Speaking of the print mechanism, it uses a single cartridge for all colors (it's a 4-color system, known as CMYK in the biz, because it reproduces the subtractive colors of cyan, magenta, yellow and black). Ink level reports are in terms of the color with the smallest remaining ink supply, even if the other colors may be nearly full. We prefer to see individual ink cartridges for each of the ink colors, so that extra ink isn't wasted.
In Use
We experienced an odd little issue when launching PTPublisher, the core application driving the duplicator. On every other launch, we received an invalid ink cartridge report. The fix was really quite easy, though _ a firmware update and an upgrade installation of PTPublisher (offered for free on Primera's website) took care of that problem in short order.

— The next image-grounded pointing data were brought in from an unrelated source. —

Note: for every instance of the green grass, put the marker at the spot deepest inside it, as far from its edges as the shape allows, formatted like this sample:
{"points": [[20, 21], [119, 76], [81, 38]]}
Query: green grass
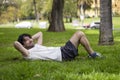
{"points": [[14, 67]]}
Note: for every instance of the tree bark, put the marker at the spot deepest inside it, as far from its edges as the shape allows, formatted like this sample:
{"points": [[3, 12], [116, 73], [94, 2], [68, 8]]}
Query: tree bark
{"points": [[56, 18], [106, 34]]}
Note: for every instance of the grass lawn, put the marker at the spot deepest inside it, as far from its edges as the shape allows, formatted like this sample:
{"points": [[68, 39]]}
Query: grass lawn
{"points": [[14, 67]]}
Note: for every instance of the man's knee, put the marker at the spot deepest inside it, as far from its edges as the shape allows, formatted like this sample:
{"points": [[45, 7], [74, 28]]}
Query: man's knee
{"points": [[80, 33]]}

PTPublisher knows that keeping its users informed keeps them happy _ so, in addition to all of the normal functions of a decent disc-burning application, it adds a complete info screen to monitor the duplicator's disc burner and printer. Additionally, it lists the number of discs you load into the duplicator's input tray and the print cartridge capacity in the lower right-hand corner of the window, so you can keep an eye on your consumables.
The system offers many disc-burning tasks: make data discs, make audio discs, copy discs, make DVDs or other tasks _ e.g., print a disc without burning it, burn an image or create a disc image. The only thing missing is the ability to create a Blu-ray Disc with video (e.g., BDAV or BDMV). If you have a disc image you've already created, though, you're golden. The menu system is also logical _ for example, the task of copying a DVD appears in both the Make DVD section and the Copy section.
As with all of Primera's past duplicators, it's great fun watching the robotics move everything around. While you can simply give the duplicator its task and walk away, we bet at least once you'll just have to watch it move a disc from the input tray to the disc burner, then watch the arm pick up the disc and place it in the print tray, then repeat the process.